|
viernes, 28 de marzo de 2008 |
|
Por Teresa Ros Portavoz adjunta PP Ayuntamiento de Alcañiz Esta semana, el equipo de gobierno PSOE-PAR en la Diputación General de Aragón ha rechazado la propuesta del PP, defendida por el Diputado Miguel Navarro en las Cortes, para mejorar, y sobre todo ensanchar, la carretera que une la N-232 a la altura del Regallo con Puigmoreno, la cooperativa y Valmuel.
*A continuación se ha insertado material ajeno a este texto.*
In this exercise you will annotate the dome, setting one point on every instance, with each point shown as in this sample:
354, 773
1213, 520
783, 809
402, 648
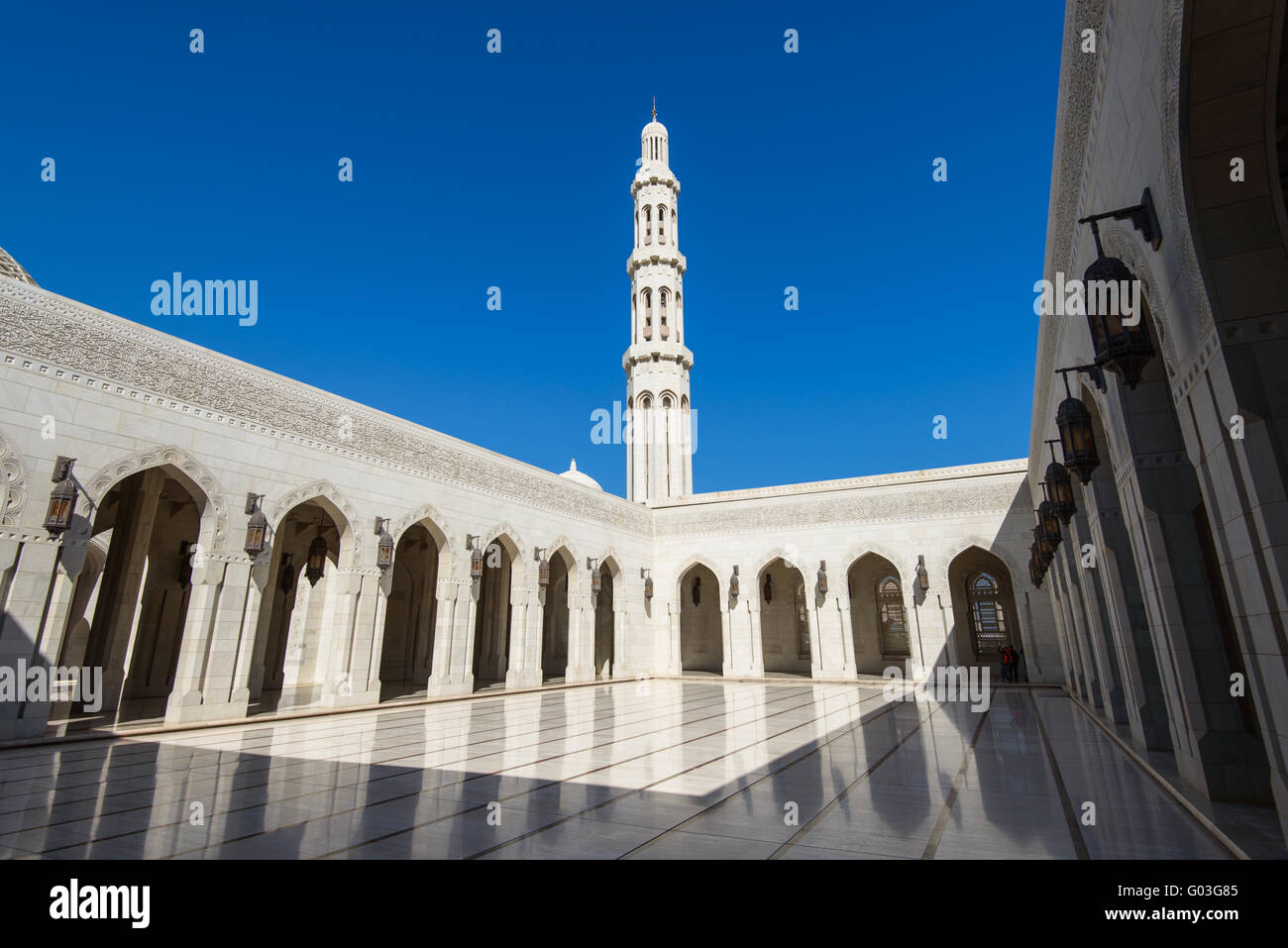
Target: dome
13, 269
579, 478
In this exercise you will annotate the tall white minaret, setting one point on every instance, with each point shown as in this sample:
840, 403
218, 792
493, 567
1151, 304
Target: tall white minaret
658, 456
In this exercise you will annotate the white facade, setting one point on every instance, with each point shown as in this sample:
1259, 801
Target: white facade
170, 438
1179, 630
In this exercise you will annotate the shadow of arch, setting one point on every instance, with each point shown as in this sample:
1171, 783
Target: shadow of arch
879, 614
493, 643
700, 633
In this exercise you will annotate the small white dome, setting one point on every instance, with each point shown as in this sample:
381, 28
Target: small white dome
579, 478
13, 269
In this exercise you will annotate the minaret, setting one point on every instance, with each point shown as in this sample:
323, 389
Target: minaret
658, 458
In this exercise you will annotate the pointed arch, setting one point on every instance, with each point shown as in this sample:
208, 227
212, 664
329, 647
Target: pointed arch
336, 505
214, 515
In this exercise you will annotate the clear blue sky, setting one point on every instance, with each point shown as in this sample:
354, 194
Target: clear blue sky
472, 170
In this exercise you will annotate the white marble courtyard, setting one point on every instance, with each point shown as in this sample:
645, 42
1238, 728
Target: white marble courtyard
696, 768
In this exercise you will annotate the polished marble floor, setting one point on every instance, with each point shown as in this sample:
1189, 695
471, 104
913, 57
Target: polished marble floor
656, 769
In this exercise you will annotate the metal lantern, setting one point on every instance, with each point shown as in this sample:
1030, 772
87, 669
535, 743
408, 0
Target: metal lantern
1122, 350
62, 498
286, 579
257, 527
1077, 437
1044, 546
184, 571
1060, 488
317, 558
1048, 522
385, 548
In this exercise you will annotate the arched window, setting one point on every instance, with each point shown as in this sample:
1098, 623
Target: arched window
987, 616
890, 620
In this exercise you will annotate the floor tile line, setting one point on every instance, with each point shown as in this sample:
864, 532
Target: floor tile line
945, 810
360, 782
835, 801
1070, 818
671, 777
Una propuesta que había sido aprobada por unanimidad de todos los grupos políticos tanto en el Ayuntamiento de Alcañiz como en la Diputación Provincial de Teruel, instituciones que por lo tanto estaban dispuestas a colaborar con la obra. Es decir, PSOE y PAR lo apoyaron en Alcañiz y Teruel y lo rechazan en Zaragoza. ¿Quién lo entiende? Ahora dicen que si la carretera es de la Confederación Hidrográfica del Ebro que la arreglen ellos, que la transfieran a la DGA,... En definitiva, el uno por el otro, la casa sin barrer.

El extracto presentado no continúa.